In the next mutate statement we make some educated guesses about the valid ranges of “Age at diagnosis”:

If it’s missing, it’s missing.
If it’s less then 1 or it’s greater than 84 it’s missing.
If the value is greater than 79 and less then 85 we will just average out the errors over time by using mean(79:85) = 82
Lastly, if the value is greater than 0 but less than 80 we will assume it was entered be the age at diagnosis of diabetes.

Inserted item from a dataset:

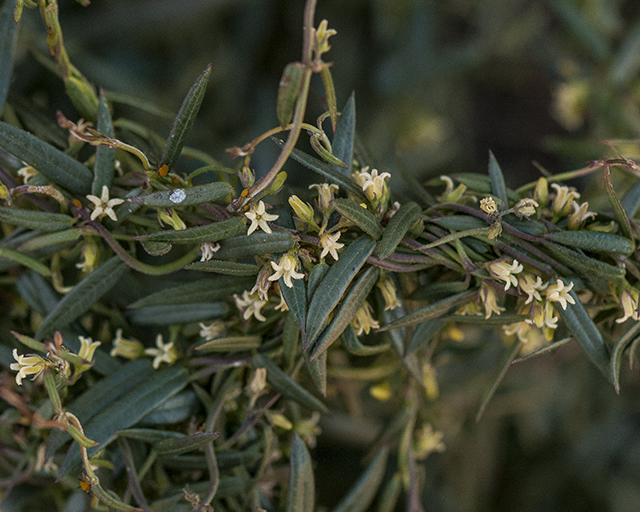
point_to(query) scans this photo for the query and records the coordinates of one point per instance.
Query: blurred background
(437, 84)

Lastly, we select only the information we need to avoid confusion.

Here’s a quick look at some non-missing values:

AGE_AT_DIAG_DM2_TBL %>% 
  filter(!is.na(AGE_AT_DIAG_DM2)) %>%
  glimpse()
#> Rows: ??
#> Columns: 2
#> Database: sqlite 3.35.5 [C:\Users\jkyle\Documents\GitHub\Jeff_Data_Mgt_R_PRV\DATA\sql_db\NHANES_DB.db]
#> $ SEQN            <dbl> 13, 29, 40, 55, 71, 83, 130, 148, 163, 187, 266, 272, ~
#> $ AGE_AT_DIAG_DM2 <dbl> 67, 61, 63, 57, 60, 57, 1, 76, 56, 66, 20, 19, 32, 60,~

$~$

3.9 Outcome Table

DEMO <- tbl(NHANES_DB, "DEMO")

OUTCOME_TBL <- DEMO %>% 
  select(SEQN) %>% 
  left_join(DM2_TBL) %>%
  left_join(AGE_AT_DIAG_DM2_TBL) 
#> Joining, by = "SEQN"
#> Joining, by = "SEQN"

$~$

3.10 Define Features - Gender and Age

Open_NHANES_table_help('DEMO')

INPUT_TBL <- DEMO %>%
  mutate(Gender = if_else(RIAGENDR == 2 , "Female", "Male")) %>%
  mutate(Age = if_else(is.na(RIDAGEYR), RIDAGEMN/12 , RIDAGEYR)) %>%
  select(SEQN, yr_range, Age, Gender) %>%
  glimpse()
#> Rows: ??
#> Columns: 4
#> Database: sqlite 3.35.5 [C:\Users\jkyle\Documents\GitHub\Jeff_Data_Mgt_R_PRV\DATA\sql_db\NHANES_DB.db]
#> $ SEQN     <dbl> 1, 2, 3, 4, 5, 6, 7, 8, 9, 10, 11, 12, 13, 14, 15, 16, 17, 18~
#> $ yr_range <chr> "1999-2000", "1999-2000", "1999-2000", "1999-2000", "1999-200~
#> $ Age      <dbl> 2, 77, 10, 1, 49, 19, 59, 13, 11, 43, 15, 37, 70, 81, 38, 85,~
#> $ Gender   <chr> "Female", "Male", "Female", "Male", "Male", "Female", "Female~

$~$

3.11 Analytic Data-Sets

An analytic data-set primarily consists of columns of targets and features to analyze the data or complete a prediction task.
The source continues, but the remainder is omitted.